Jon felt his stomach start to clench.

"I know our responsibilities aren't as clearly delineated here as they should be," Brienne began. "I'm your advisor just as much as Jaime is. Your authority is a lot more flexible than it would be in a conventional arrangement. And maybe mine is as well. There's never been a Lady Commander of the Kingsguard, much less one that's married and a mother. So maybe I accept more help than I should."

"I relaxed the celibacy requirements for the sake of you and Jaime," Jon said gently.

"Don't pretend that it was merely mercy," Brienne scolded him. "There was politics behind it, too. And that was your idea."

"The politics was secondary," Jon insisted. "I couldn't do this alone, and Jaime would be of no use to me if he didn't have you. You know that, Brienne.
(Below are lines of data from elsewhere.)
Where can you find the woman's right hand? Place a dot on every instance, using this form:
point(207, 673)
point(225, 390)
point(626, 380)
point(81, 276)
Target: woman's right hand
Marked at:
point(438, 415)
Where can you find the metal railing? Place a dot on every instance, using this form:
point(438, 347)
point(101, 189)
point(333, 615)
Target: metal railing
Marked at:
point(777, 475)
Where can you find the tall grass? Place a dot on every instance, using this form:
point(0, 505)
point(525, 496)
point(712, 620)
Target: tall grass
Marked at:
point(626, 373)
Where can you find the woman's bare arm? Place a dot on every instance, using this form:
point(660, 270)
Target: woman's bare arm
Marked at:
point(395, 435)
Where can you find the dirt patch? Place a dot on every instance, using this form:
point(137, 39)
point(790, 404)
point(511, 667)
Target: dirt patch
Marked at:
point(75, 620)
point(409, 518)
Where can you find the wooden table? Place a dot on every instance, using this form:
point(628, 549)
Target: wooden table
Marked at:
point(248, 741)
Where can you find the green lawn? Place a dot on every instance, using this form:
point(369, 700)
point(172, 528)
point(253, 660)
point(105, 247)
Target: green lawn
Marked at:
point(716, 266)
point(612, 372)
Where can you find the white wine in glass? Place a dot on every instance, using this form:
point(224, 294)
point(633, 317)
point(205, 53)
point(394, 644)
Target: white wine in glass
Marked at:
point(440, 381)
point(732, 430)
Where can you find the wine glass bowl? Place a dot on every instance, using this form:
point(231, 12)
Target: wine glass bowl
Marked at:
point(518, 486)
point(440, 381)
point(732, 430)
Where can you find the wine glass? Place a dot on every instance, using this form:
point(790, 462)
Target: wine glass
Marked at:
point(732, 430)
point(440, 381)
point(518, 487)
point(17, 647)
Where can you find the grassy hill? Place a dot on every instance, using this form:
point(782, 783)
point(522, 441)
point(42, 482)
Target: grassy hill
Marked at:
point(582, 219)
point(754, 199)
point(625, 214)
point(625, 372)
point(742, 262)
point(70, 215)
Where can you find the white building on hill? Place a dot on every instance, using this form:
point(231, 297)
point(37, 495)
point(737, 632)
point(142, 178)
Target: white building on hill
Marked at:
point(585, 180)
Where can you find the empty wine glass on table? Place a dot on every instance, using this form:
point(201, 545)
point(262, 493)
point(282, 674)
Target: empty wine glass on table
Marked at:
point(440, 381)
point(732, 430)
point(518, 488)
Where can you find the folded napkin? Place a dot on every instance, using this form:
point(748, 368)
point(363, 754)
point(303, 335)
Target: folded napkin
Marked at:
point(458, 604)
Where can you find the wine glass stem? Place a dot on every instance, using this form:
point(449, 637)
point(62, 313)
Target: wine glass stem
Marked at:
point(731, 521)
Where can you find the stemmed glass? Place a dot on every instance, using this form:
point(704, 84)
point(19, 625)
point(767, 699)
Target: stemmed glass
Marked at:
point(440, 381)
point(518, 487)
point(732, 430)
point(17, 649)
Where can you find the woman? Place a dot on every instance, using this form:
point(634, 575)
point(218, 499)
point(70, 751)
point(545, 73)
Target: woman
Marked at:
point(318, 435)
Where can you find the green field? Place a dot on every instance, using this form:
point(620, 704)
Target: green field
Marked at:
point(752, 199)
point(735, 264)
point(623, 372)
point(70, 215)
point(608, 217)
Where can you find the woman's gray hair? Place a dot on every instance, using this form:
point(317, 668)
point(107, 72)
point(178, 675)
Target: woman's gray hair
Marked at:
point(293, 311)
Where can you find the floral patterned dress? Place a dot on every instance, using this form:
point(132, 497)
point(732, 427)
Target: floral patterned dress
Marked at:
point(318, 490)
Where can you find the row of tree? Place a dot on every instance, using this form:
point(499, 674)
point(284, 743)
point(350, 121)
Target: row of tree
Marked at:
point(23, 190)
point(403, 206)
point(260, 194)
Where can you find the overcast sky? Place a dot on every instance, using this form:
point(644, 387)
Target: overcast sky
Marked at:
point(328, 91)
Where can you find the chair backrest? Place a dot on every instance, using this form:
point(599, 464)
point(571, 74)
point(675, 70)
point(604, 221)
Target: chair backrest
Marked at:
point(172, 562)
You've known that for seven years."

"That's not what I'm attempting to argue, your grace," Brienne said angrily.

"Don't do that," Jon retorted. "We had an agreement a long time ago you wouldn't do that."

"I know you're more involved with my children than most people would think was proper for a sovereign," Brienne replied, the edge fading from her voice. "I'm not sure I know what's proper or not in this situation. And I've appreciated it. But I should have been the one to tell them that their father killed who he was sworn to protect. That should have been my responsibility. Mine and Jaime's. Not yours."

"I'm sorry," Jon told her. "I didn't intend to be the one that told them. It just – "

"You can face down councils and smallfolk in five kingdoms and make them bend to your will, as well as negotiate with the Free Folk and your sister's lords, but you can't thwart the demands of two manipulative Lannister children?" Brienne asked.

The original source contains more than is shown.